Я замерла и уставилась в иллюминатор кухоньки.
— Да, — медленно проговорила я. — Каждую черточку, каждую родинку, даже каждое выражение его лица, — но я все равно помню, что он погиб в Крыму.
— Этого никогда не было, дорогая! — воскликнула она. — Но на самом деле — на твоем месте я взяла бы миску побольше — то, что ты можешь вспомнить его лицо, говорит о том, что со вчерашнего дня он не поблек в твоей памяти. Я взяла бы сливочное масло, а не растительное, и если у тебя есть грибы, почему бы не покрошить их с луком и беконом… у тебя есть бекон?
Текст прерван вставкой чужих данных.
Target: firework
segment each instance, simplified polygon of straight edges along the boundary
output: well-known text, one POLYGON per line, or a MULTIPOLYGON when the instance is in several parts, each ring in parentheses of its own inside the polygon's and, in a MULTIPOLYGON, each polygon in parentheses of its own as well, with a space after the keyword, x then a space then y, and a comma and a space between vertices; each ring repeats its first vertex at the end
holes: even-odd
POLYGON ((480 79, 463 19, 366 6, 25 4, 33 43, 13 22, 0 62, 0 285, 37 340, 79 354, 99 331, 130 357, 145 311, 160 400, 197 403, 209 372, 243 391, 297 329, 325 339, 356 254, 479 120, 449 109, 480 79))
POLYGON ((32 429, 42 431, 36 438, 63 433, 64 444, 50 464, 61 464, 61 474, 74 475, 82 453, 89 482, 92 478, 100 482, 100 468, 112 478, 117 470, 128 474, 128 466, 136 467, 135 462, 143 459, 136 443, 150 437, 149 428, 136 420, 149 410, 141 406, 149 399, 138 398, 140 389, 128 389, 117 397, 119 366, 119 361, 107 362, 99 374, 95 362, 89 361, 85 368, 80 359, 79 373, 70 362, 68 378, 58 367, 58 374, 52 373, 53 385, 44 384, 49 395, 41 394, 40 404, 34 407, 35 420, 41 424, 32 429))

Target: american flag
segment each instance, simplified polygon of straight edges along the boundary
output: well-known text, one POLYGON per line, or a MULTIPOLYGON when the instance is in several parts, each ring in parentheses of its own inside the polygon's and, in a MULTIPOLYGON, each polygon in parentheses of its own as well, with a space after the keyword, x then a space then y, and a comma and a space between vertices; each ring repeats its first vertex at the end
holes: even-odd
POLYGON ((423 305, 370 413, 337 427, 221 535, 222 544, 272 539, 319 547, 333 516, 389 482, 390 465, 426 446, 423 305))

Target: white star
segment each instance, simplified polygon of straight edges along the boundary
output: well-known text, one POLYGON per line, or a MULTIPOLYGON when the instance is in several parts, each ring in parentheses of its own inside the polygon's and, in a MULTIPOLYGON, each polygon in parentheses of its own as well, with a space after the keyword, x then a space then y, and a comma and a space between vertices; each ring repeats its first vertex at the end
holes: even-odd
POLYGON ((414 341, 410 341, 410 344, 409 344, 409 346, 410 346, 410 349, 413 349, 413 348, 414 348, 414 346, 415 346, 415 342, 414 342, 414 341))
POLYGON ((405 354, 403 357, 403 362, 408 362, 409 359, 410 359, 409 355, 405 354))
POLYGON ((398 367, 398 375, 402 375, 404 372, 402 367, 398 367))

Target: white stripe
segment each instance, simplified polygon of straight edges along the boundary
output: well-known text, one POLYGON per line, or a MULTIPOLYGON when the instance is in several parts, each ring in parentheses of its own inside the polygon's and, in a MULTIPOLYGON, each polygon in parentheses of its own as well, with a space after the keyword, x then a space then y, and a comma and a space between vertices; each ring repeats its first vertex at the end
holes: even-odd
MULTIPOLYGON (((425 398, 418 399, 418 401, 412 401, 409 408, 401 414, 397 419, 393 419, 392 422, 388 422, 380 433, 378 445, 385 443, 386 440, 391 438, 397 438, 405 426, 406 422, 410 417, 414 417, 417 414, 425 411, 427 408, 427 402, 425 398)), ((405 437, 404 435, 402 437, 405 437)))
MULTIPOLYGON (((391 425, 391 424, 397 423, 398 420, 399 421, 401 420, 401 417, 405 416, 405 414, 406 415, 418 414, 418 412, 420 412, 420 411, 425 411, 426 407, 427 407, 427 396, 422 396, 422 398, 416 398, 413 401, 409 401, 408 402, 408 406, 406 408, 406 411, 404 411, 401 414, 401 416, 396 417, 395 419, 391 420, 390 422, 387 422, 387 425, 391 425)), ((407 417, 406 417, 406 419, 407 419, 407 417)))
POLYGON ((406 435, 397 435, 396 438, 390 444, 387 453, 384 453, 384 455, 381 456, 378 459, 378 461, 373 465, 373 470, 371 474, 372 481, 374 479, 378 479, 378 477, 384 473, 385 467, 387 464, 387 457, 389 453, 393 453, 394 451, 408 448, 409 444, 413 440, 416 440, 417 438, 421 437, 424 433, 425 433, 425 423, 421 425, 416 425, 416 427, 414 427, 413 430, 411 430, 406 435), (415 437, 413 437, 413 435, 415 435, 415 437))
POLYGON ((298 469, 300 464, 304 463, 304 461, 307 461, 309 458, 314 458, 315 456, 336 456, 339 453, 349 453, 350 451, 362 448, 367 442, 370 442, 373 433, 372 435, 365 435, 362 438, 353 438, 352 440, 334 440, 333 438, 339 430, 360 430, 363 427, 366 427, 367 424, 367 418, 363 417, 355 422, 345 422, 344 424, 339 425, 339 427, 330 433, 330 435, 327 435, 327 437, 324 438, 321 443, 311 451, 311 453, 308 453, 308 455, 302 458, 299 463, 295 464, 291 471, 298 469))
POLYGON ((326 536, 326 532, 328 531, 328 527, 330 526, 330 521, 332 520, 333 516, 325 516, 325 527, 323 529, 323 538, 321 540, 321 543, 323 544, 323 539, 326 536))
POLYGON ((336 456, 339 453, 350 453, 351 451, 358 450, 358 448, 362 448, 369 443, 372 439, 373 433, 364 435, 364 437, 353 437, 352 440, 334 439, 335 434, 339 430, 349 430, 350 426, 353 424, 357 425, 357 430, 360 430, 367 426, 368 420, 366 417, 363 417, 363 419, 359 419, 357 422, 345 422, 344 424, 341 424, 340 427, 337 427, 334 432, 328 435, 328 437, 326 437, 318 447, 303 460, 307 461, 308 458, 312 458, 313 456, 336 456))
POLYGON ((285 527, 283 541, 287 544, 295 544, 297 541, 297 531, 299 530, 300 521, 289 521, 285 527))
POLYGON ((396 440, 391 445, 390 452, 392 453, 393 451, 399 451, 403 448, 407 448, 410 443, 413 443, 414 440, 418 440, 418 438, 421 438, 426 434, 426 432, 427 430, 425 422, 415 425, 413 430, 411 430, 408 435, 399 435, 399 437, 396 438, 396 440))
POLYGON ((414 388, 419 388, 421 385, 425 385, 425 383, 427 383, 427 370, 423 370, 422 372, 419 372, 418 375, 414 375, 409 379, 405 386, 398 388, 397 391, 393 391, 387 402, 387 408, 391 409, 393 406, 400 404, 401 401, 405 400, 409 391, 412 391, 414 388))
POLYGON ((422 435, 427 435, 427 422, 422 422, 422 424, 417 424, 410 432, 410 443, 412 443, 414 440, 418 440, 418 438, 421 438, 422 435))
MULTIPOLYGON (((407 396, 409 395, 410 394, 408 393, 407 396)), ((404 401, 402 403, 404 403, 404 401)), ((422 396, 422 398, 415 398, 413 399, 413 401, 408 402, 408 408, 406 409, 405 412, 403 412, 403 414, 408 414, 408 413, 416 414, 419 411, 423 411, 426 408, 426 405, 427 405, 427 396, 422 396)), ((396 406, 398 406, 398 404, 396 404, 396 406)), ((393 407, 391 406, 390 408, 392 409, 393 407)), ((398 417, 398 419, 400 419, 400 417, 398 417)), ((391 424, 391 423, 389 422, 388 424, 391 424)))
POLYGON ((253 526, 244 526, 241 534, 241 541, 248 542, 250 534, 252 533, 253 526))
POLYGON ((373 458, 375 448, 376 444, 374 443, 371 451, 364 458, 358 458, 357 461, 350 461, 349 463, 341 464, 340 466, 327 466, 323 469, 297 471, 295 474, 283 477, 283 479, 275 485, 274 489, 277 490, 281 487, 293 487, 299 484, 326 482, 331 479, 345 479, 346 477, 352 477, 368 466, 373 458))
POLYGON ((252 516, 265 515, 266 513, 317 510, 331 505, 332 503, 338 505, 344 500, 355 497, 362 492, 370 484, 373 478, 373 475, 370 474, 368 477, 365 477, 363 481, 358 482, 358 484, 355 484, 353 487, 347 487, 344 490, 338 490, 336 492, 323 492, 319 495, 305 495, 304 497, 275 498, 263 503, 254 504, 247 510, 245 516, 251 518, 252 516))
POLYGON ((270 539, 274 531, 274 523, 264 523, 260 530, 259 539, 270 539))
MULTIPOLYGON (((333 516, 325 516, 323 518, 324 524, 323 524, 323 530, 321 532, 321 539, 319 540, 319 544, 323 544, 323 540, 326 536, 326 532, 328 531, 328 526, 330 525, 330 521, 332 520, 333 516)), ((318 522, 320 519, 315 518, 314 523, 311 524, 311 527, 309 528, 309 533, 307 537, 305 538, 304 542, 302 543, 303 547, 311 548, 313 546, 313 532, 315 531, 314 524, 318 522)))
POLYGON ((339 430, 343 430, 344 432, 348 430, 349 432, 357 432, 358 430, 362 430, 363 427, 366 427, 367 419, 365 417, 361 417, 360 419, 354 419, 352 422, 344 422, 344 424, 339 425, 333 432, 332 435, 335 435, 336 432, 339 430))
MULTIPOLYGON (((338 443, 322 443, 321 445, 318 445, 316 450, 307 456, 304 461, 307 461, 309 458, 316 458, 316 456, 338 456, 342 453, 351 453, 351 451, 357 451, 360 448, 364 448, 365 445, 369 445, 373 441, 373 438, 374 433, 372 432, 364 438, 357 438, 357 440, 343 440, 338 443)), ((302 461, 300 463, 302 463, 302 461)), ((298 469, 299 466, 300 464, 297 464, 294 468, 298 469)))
— Возможно. Но ты так и не рассказала мне, как находишь дорогу сюда, ба.
— Это просто объяснить, — отозвалась бабушка. — Скажи, ты не составила мне список самых нудных книг, какие только можно достать?
Бабушке Нонетот было сто восемь лет, и она пребывала в уверенности, что не умрет, пока не прочтет десять самых занудных классиков. Некоторое время назад я предложила ей «Королеву фей», «Потерянный рай», «Айвенго», «Моби Дика», «В поисках утраченного времени», «Памелу» и «Странствие пилигрима». Она прочла их все и еще множество других, но все еще не покинула нас. Беда в том, что «занудный» — такая же размытая категория, как и «очаровательный», так что мне и правда придется вспомнить еще десяток книг, которые она сочла бы скучными.
— Как насчет «Сайлеса Марнера»?
— Душен только местами, как и «Тяжелые времена». Тебе придется поискать что понуднее — я бы взяла сковородку побольше, а огонь сделала поменьше.
— Ладно, — сказала я, начиная раздражаться, — может, сама сготовишь? Ты ведь уже сделала почти всю работу.
— Нет-нет, — ответила бабушка, нимало не обидевшись. — У тебя прекрасно получается.
В дверях послышалась толкотня, и вошел Ибб, а по пятам за ним — Обб.
— Поздравляю! — воскликнула я.
— С чем? — спросил Ибб, который теперь разительно отличался от Обба.
Для начала, Обб был дюйма на четыре выше Ибба, и волосы у него были темнее, а Ибб постепенно превращался в блондина.
— Вы получили заглавную букву.
— Да! — радостно ответил Ибб. — Просто невероятно, как один день в Святом Табуларасе может изменить тебя! Завтра мы закончим наше половое обучение и к концу недели вольемся в группы персонажей.
— Я хочу быть мужчиной-воспитателем, — сказал Обб. — Наш учитель говорит, что иногда мы можем выбирать, что делать и куда идти. Ты готовишь ужин?
— Нет, — ответила я, испытывая их способность к юмору. — Я провожу термотерапию яиц моей дронтихи.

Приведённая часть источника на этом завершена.